Şimdi, yine devam ediyor, "Teknik ve sosyal yönden çağdaş standartlara uygun şekilde..." diyor. Teknik ve sosyal yönden çağdaş standartlara uygun olmuyor. Şimdi, 2012 raporlarına, 2011 raporlarına baktığınızda yaptığınız tüm üretimde teknik ve çağdaşlık anlamda sıkıntılar olduğunu görüyoruz ve Sayıştay bunları tek tek tespit etmiş. İşin güzel tarafı bu öneriyi 2009 vermiş Sayıştay yani demiş ki 2009'da: "Bakın, kardeşim, tamam, yapıyorsunuz, kabul." Biraz sonra siz de söyleyeceksiniz, belki teşekkür edeceksiniz bu kadar konut ürettiği için. "Ama bu eksiklikler var, bunları giderin." demiş. Bunların hiçbiri bugünkü koşullarda giderilmemiş.

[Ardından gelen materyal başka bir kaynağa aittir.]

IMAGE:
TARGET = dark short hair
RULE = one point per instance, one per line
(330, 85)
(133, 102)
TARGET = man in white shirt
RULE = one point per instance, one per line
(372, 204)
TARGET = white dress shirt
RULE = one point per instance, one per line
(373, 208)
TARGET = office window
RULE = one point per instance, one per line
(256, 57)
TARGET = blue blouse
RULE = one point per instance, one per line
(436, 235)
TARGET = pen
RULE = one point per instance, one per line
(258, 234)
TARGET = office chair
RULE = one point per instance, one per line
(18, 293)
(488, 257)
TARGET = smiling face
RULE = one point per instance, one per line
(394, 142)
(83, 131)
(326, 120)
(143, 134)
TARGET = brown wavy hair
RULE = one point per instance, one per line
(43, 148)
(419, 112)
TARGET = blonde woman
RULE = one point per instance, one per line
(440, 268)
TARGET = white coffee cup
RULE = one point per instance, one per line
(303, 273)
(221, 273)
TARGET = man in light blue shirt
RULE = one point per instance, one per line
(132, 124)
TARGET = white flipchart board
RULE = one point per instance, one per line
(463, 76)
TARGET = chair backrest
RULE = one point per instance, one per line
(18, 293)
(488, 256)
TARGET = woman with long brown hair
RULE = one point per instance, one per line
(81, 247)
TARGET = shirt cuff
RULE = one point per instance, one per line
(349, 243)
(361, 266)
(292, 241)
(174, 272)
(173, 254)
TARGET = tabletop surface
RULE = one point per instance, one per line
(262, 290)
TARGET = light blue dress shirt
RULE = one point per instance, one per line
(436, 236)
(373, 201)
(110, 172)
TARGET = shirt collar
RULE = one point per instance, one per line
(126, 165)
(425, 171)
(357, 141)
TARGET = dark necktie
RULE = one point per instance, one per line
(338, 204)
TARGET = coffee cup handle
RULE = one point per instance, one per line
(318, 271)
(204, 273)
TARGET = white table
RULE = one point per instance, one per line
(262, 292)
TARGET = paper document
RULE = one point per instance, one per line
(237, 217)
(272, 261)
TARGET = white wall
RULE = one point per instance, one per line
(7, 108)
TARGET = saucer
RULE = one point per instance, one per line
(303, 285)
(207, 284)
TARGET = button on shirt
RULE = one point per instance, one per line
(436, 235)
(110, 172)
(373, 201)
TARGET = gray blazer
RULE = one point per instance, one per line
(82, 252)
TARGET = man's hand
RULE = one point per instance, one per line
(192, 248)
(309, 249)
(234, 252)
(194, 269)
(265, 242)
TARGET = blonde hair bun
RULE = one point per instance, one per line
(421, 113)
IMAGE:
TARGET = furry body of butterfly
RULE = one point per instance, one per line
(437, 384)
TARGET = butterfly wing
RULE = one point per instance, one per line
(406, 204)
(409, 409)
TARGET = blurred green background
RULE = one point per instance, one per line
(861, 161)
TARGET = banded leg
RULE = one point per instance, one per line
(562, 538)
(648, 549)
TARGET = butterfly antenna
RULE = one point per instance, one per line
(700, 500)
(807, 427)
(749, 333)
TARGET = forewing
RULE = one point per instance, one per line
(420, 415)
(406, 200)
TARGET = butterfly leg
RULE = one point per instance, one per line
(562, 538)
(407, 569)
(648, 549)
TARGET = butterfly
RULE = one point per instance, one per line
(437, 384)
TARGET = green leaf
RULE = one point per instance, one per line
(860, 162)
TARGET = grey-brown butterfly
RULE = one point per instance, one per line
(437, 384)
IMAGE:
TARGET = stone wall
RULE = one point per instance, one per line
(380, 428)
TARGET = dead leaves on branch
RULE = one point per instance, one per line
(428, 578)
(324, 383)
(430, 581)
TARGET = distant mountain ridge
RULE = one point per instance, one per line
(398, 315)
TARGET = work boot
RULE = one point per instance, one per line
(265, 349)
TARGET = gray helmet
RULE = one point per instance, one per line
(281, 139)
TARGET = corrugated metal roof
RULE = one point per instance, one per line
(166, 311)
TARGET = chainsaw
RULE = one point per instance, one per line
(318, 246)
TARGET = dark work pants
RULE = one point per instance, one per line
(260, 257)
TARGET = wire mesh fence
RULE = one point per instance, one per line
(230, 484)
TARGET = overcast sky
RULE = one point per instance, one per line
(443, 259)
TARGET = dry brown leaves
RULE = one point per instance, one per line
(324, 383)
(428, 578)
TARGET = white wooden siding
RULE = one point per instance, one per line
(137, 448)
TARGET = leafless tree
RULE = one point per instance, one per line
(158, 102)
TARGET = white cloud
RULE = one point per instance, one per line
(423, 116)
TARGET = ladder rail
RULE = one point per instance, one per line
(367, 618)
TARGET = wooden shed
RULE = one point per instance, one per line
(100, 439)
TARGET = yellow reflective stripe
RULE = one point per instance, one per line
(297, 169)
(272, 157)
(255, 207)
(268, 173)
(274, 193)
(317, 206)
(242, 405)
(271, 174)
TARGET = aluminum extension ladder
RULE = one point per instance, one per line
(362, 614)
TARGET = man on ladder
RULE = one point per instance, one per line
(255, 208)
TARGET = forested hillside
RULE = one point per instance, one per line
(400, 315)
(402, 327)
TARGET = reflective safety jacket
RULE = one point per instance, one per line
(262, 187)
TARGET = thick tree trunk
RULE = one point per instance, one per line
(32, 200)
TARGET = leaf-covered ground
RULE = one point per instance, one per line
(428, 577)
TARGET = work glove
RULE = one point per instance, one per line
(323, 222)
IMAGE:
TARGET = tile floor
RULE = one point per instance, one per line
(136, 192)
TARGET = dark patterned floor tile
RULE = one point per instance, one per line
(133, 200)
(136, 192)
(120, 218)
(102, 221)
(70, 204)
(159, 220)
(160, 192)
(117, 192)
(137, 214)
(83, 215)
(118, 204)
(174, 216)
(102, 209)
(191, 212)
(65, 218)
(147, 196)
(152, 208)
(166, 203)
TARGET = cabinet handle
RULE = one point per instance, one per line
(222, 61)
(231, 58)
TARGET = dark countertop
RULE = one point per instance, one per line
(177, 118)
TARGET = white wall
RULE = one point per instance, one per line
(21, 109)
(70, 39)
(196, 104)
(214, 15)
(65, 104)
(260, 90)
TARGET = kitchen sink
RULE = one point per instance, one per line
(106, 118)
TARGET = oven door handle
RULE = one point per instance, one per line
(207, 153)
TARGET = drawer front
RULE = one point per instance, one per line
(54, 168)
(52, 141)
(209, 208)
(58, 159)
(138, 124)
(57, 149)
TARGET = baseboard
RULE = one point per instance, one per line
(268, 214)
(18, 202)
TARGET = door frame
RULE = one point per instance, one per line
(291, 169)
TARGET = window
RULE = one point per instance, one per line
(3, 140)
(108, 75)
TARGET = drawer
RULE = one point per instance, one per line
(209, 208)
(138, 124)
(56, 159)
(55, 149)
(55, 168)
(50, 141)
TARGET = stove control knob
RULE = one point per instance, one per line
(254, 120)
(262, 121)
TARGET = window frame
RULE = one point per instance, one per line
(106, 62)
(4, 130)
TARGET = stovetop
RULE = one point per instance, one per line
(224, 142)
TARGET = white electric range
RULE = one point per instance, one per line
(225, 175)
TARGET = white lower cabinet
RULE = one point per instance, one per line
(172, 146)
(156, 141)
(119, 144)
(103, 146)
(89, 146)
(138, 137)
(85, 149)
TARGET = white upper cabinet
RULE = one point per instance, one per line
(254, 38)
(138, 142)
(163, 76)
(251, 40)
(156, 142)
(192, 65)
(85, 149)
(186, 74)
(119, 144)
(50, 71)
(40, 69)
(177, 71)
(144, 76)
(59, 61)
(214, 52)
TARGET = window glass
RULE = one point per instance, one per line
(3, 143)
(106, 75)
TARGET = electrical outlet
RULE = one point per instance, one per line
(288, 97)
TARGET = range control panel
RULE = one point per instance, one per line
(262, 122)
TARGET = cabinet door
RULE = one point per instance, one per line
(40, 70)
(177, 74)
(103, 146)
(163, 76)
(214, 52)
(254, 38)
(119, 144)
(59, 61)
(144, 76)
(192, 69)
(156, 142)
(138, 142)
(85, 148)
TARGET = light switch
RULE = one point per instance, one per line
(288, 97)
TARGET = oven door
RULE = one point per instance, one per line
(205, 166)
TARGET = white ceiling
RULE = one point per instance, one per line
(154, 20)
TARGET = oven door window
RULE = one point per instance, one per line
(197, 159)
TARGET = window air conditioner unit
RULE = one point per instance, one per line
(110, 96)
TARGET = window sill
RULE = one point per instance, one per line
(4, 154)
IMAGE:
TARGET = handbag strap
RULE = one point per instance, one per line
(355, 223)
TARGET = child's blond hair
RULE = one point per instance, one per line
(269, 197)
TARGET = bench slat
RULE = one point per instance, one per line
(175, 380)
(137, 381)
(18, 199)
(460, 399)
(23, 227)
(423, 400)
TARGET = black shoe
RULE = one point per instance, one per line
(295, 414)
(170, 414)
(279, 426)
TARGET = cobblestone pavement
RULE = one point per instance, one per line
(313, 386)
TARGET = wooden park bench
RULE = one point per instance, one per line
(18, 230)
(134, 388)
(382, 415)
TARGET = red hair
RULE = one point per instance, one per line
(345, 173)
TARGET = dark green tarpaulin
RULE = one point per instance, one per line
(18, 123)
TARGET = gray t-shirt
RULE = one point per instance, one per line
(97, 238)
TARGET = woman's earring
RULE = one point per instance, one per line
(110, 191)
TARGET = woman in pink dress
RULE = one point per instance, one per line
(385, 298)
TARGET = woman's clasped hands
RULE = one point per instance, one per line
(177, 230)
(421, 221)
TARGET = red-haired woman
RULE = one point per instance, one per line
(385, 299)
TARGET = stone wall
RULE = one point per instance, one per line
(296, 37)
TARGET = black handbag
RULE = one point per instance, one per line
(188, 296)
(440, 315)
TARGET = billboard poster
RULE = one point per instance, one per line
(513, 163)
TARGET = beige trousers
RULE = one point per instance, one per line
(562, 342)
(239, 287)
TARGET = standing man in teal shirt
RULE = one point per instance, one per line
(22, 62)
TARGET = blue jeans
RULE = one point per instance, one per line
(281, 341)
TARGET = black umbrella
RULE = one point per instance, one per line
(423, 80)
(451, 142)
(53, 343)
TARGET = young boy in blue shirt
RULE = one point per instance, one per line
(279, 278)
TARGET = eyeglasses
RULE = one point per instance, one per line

Yine, altyapısı tamamlanmış... Örnekler çok, biraz sonra 2012 sorularına geçince, o örnekleri verince burada söylediklerimin ne kadar anlamlı olduğunu... Çünkü burada uzatmak istemiyorum. "Altyapısı tamamlanmış arsa üretimi..." diyor. Altyapısı tamamlanmış arsa üretimi, niye söylemiş bunu? Altyapısı tamamlanmak ne demek? Bir defa zemin etüdünün yapılmış olması, çevreye uygunluğunun tespit edilmiş olması yani mesela dere yatağında olmaması gibi, değil mi? 2009'da yapmış, bunu 2009'da tespit etmiş, 2012'de Samsun'da Canik'te bir sel gelmiş ve o birinci katlardaki vatandaşlarımızın bir kısmı Hakk'ın rahmetine kavuşmuş. Peki, bunların fıtratında mı vardı selle ölmek? TOKİ altyapısını tamamlamış bir arazi üzerine bu binaları inşa etmiş olsaydı, TOKİ zemin etüdü yapmış olsaydı, TOKİ dere yatağına bu inşaatları yapmamış olsaydı bu insanlarımız ölecek miydi? Biz kadere inananlarız değil mi Müslümanlar olarak? Belki alınlarına yazılan kader çizgisi buydu, belki selle ölmeyeceklerdi, başka bir nedenle öleceklerdi ama benim bildiğim TOKİ, adam gibi davranmış olsaydı, TOKİ vazifesini yerine getirmiş olsaydı o insanlar ölmeyecekti, değil mi? Bu bir gerçek.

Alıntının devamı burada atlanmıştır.